On Sept 17, 1908, Orville Wright and Lt Thomas Selfridge took off in a Wright Flyer from Fort Meyer Virginia. Shortly after take-off, the Wright Flyer suddenly pitched down, driving the aircraft into the ground, injuring Wright and killing Selfridge. The crash occurred when one of the wooden propellers split and pulled on the bracing wires which caused the rear rudder to move from the vertical position to the horizontal position1. This was the first plane crash that resulted in a death. Fast forward approximately 110 years, planes are no longer the simple mechanical aircraft flown by the Wrights and early aviation pioneers, but highly sophisticated, electronic systems driven by millions of lines of software. Advancements over the last century have made air travel the safest mode of transportation.
Recently the news headlines have been dominated by two crashes that involved Boeings new 737 MAX aircraft under similar circumstances within six months of each other. The fallout from these disasters may only be starting as aircraft around the world have been grounded, production of the 737 MAX has been decreased and March sales of the aircraft dropped to zero. The damage to Boeings reputation as a safety leader has now also come into question as investigations have been opened into how the system at the center of the investigations, MCAS, was developed and certified.
The investigations into the sequence of events that led to the loss of these aircraft and the causes will take quite some time to fully come to light and be realized by the accident investigators; However, with the information that has currently been released, embedded systems companies and developers can look at the fiasco that Boeing is currently going through and learn and be reminded of several general lessons that they can apply to their own industries and products. Let’s examine those lessons.

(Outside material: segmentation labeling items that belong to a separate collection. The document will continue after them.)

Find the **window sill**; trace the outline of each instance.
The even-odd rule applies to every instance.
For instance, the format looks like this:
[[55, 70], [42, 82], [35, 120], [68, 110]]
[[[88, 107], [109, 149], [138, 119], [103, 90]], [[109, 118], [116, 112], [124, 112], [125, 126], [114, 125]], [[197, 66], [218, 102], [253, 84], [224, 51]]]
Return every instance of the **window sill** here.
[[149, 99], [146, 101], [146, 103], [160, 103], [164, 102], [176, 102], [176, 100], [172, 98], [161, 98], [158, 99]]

Lesson #1 – Don’t compromise your product to save or make money short-term
There is a normative pressure on businesses and developers today to increase revenue, reduce costs and ship products as fast as possible. The mantra isn’t quality. It isn’t security. It isn’t user friendly. The mantra is maximum short-term growth, and in my opinion, at any cost as long as the short-term growth is maximized. Now, I don’t believe this was Boeings mantra or even their intent but given the pressure that they appeared to be under from customers and shareholders to deliver an aircraft that could compete with the Airbus A319neo, I do believe that we can see that they may have started to cave to this normative pressure.
This brings us to our first lesson, don’t risk compromising your product to save or make more money. It’s important to be successful in the short term, but there is more to every business beyond just how much sales and revenue was generated this quarter and next. Even when the competition releases a competitive product and clients put the pressure on, it’s important to keep the long-term narrative in mind and not sacrifice quality, reputation or put the client’s businesses in jeopardy.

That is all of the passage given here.